Olympian Raisman kindles flame at Maccabiah Games
JERUSALEM — U.S. Olympian Aly Raisman lit the torch at the opening ceremony of the 19th Maccabiah Games, which features a record number of nearly 9,000 athletes.
The July 18 ceremony at Teddy Stadium in Jerusalem featured pyrotechnics and performances with hundreds of dancers and popular Israeli singers, as well as electric violinist Miri Ben-Ari. American X Factor runner-up Carly Rose Sonenclar sang Hallelujah joined by many in the crowd of 30,000.
Canada sent its largest-ever team to this year’s Games. Some 600 athletes, coaches, trainers, doctors and staff make up the Canadian contingent, up from 525 in 2009.
Team Canada enters the stadium. [Maccabi Canada video]
After winning medals and winning achievement, go tour Israel. This is your country,” Isralei Prime Minister Benjamin Netanyahu said in a welcoming speech that alternated between English and Hebrew. “I’ll tell you the truth. I hope you and your families decide after this visit to come and live here.
Netanyahu and Israeli President Shimon Peres rose and applauded as Israel’s blue-and-white-clad delegation of 2,270 athletes entered the stadium. The 1,100-member U.S. contingent wore red, white and blue sweatsuits with white baseball caps.
U.S. President Barack Obama greeted the athletes via video, referencing the “unshakeable bond” between Israel and the United States.
Athletes from a record 78 countries will participate in 42 sports, as well as Paralympic events. Some 150 athletes who participated in the recent Olympic Games will be competing in the Maccabiah, the quadrennial event known as the Jewish Olympics.

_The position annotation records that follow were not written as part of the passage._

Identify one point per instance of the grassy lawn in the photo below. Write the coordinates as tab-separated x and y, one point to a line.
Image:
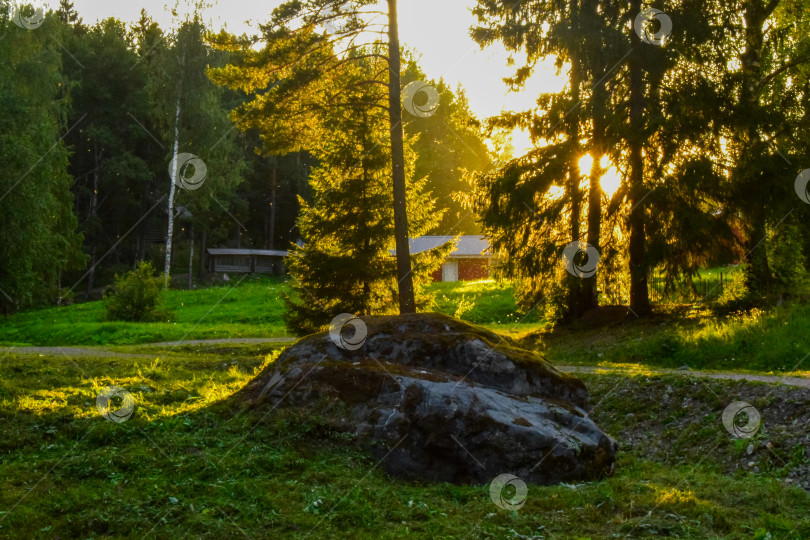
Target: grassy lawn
777	340
191	463
253	308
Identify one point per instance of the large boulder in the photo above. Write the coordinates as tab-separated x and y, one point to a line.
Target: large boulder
439	399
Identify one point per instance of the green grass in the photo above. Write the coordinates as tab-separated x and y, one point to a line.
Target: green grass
251	309
248	309
777	340
189	463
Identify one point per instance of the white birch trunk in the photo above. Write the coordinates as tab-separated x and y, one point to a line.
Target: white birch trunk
172	188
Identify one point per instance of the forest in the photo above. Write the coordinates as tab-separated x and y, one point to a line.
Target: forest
294	281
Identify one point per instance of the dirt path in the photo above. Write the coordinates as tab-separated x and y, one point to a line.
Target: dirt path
803	382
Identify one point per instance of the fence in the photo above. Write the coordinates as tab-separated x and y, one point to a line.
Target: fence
707	287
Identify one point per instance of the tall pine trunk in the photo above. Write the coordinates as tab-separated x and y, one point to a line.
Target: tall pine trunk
758	273
590	293
407	303
93	214
271	233
639	294
172	187
574	283
191	257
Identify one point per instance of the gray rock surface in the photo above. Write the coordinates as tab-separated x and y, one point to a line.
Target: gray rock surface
438	399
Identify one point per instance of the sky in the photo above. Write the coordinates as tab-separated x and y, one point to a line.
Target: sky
437	30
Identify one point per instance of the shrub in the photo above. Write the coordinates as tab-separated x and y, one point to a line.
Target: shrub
137	296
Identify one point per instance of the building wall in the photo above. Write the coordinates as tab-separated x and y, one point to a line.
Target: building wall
473	269
469	269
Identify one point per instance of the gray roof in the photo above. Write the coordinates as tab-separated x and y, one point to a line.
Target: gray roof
466	246
234	251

Former Israeli Olympians carried a large Israeli flag into the stadium, each accompanied by a participant in the special-needs events.

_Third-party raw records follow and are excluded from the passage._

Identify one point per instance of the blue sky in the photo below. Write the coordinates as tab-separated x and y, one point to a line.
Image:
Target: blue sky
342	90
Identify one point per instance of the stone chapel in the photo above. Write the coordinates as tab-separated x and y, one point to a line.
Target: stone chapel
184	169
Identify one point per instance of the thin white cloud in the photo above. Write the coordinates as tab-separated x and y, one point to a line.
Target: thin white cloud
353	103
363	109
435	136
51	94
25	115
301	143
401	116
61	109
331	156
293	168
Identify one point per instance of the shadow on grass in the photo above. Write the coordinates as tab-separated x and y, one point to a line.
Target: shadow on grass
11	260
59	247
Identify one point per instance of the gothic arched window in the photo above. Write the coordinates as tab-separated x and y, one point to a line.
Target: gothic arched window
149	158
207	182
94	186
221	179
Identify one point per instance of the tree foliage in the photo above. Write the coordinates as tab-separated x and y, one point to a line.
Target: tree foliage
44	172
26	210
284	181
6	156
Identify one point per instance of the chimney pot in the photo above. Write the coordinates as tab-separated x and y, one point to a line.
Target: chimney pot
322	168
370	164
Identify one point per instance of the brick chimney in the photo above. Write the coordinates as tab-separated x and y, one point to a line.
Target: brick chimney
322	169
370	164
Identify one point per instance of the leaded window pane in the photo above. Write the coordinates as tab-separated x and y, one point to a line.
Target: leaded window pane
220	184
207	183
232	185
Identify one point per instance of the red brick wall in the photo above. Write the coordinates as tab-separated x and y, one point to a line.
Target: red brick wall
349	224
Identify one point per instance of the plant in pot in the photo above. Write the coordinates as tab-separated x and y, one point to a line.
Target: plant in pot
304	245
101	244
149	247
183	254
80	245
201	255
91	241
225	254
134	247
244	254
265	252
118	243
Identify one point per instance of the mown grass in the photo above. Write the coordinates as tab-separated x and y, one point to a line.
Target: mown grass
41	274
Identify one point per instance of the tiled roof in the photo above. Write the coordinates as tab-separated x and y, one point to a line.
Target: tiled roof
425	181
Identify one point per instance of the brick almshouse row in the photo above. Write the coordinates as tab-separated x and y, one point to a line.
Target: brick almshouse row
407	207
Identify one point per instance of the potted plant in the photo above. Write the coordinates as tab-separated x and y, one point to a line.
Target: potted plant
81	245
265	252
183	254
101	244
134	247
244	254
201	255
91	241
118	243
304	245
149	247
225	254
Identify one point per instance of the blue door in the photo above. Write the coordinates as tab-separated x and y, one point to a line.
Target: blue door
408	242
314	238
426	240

Amitzur Shapira, an Israeli athlete at the Munich Olympics, recited the Yizkor prayer of mourning in memory of the nine members of the Israeli delegation who were killed in the 1972 Summer Olympics and the four Australian athletes killed in the the 1997 Maccabiah bridge disaster.

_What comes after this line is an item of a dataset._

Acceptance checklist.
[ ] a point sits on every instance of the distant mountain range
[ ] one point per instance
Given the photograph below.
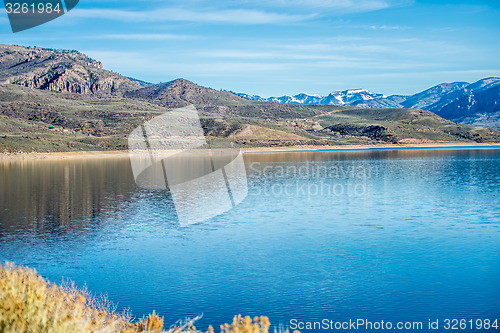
(476, 104)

Paralympics tennis gold medalist Noam Gershony, four-time windsurfing world championship winner Lee Korzits, former Israel national soccer team goalkeeper Nir Davidovich and Israeli judoka Arik Ze’evi carried the Maccabiah torch into the stadium. They passed it to Raisman, an Olympic gold medalist, who lit the Maccabiah flame.
Earlier in the day, Peres at a meeting in his Jerusalem office implored New York Knicks forward Amar’e Stoudemire, a coach for the Canadian Maccabiah basketball team, “to join the Israeli National Team and be a part of our country.”
Stoudemire, a one-time all-star, met with Peres to present the educational project he has launched to promote in Israel — learning science through sports.